Cecilys range

Cecily Mills launched the Cornish brand in 2015 under the original name of Coconuts Naturally before rebranding twice to Coconuts Organic and then Cecily’s

A vegan ice cream brand that turned down support from two Dragons and was stocked in M&S and Ocado has been forced to close after being hammered by supply chain disruption and CO2 shortages.

Cecily’s made an award-winning range of eight organic dairy-free ice creams made using coconut milk and coconut sugar.

Liquidators at Richard J Smith & Co managed to secure a sale of the business following its collapse to an independent ice cream manufacturer supplying the foodservice industry.

However, the liquidation leaves hundreds of crowdfunding investors facing losses of about £750,000 and the company’s four employees out of work.

Cecily Mills launched the Cornish brand in 2015 under the original name of Coconuts Naturally. Within two years, the business won a number of Great Taste awards and expanded from selling to local shops and cafes in Cornwall to supplying Ocado, as well as local listings with Morrisons and Asda.

It also pushed into overseas markets, exporting to Dubai and Hong Kong.

In 2018, the business appeared on BBC’s Dragons’ Den, agreeing to an investment offer of £75,000 for a 30% stake from Jenny Campbell over a second offer from Tej Lalvani.

Mills subsequently turned down Campbell’s offer after winning a nationwide listing with 600 Tesco stores and needing a bigger capital injection to get the contract up and running.

An oversubscribed crowdfunding campaign followed, with the company raising £422,580 from 475 investors in January 2019, giving away a 23.5% equity stake.

The business rebranded soon after to Coconuts Organic in 2019 and refreshed the packaging before securing a listing with M&S and launching a DTC operation in 2020.

It went on to raise another £328,182 from 572 backers in a second Seedrs campaign in December 2020 – which this time valued the business at £2.8m – and rebranded once again as Cecily’s.

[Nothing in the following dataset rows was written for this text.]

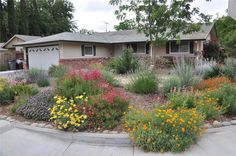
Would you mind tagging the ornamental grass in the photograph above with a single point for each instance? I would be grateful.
(212, 83)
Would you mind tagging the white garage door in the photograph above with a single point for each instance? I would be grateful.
(43, 57)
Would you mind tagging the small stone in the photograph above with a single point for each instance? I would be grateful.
(26, 123)
(226, 123)
(113, 132)
(49, 126)
(217, 124)
(208, 126)
(233, 122)
(34, 124)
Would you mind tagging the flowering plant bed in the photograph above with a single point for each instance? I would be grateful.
(163, 129)
(85, 101)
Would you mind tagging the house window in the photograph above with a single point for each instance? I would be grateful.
(88, 50)
(182, 47)
(138, 47)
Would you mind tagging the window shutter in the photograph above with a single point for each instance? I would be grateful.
(191, 47)
(94, 50)
(82, 50)
(167, 47)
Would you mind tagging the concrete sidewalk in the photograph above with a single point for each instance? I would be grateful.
(20, 141)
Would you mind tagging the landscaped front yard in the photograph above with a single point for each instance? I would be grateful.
(161, 112)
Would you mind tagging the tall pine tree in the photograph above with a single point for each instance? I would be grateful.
(34, 19)
(11, 18)
(23, 21)
(1, 20)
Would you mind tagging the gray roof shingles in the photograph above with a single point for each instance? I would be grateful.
(113, 37)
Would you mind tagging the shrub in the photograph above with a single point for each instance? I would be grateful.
(37, 106)
(215, 71)
(43, 83)
(185, 73)
(143, 82)
(181, 99)
(126, 62)
(58, 70)
(3, 67)
(170, 84)
(106, 110)
(75, 85)
(65, 114)
(163, 130)
(203, 65)
(205, 105)
(226, 96)
(23, 89)
(208, 107)
(21, 100)
(211, 84)
(102, 111)
(230, 68)
(109, 77)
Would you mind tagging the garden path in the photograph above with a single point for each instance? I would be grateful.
(16, 141)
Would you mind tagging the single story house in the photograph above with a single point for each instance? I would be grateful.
(10, 52)
(78, 50)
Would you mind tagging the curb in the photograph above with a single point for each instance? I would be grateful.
(120, 140)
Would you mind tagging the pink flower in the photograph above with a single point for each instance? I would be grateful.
(90, 75)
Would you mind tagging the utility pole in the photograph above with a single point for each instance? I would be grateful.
(106, 23)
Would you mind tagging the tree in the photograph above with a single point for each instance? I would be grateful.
(226, 31)
(34, 19)
(1, 20)
(23, 21)
(11, 18)
(158, 20)
(125, 25)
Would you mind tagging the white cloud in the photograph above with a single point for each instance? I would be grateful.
(91, 14)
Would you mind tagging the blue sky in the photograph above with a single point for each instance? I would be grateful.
(91, 14)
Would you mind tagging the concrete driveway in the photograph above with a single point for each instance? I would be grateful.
(21, 141)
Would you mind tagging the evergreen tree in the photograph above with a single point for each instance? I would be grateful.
(23, 20)
(11, 18)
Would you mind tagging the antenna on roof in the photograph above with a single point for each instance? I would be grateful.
(106, 24)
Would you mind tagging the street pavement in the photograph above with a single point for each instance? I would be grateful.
(15, 141)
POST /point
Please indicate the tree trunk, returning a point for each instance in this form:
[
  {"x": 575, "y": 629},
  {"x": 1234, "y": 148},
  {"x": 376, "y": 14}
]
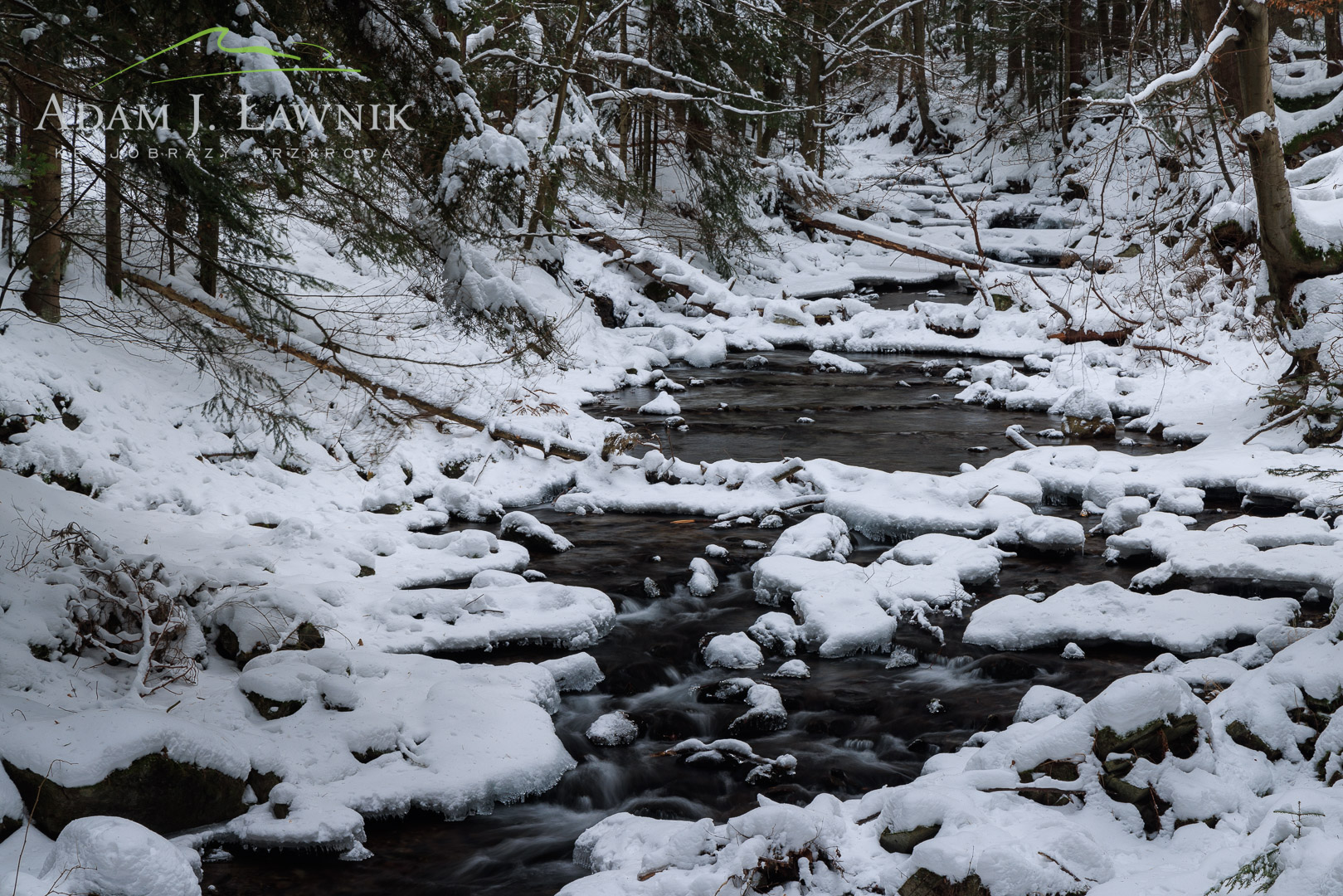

However, rising raw material costs and a number of supply issues caused by Brexit and Covid, including difficulty sourcing packaging and dry ice and CO2 needed to make and store the product, meant the business was unable to fulfil orders for its retail listings, with a knock-on effect on cashflow and margins.

“The founder had worked hard to establish the company, its brand and dairy-free and organic products within UK supermarkets, retailers and with other ice cream producers,” joint liquidators Samuel Bailey and Jonathan Trembath told The Grocer.

“Extensive efforts to fund the business going forward proved unsuccessful, as did attempts to try to rescue the company as a going concern,” they said.

The business entered liquidation on 28 February 2022.

“However, we were delighted to have been able to achieve a sale of the business, including the product and branding, to an independent third party since liquidation,” Bailey and Trembath added.

Family-run foodservice ice cream supplier Gelato Italia will bring manufacturing of the Cecily’s brand in-house following the deal, as well as continuing to supply Ocado, which is the only remaining retail listings.

Founded by the Siciliani family 15 years ago, the business makes a range of artisan gelato, sorbets, granita slush and frozen yoghurt, as well as plant-based ice cream under the Poco Gelato name.

It supplies gelaterias, patisseries, delicatessens, cafés, bars and restaurants, including chains such as Turtle Bay and Rosa’s Thai Café.

Owner Antonio Siciliani said he hoped to retain the Cecily’s brand identity as much as possible.

“Cecily’s is really aligned with our values of clean label, planet-orientated, natural products,” he added.

“Our ambition is to build on its presence overseas to create a global brand.”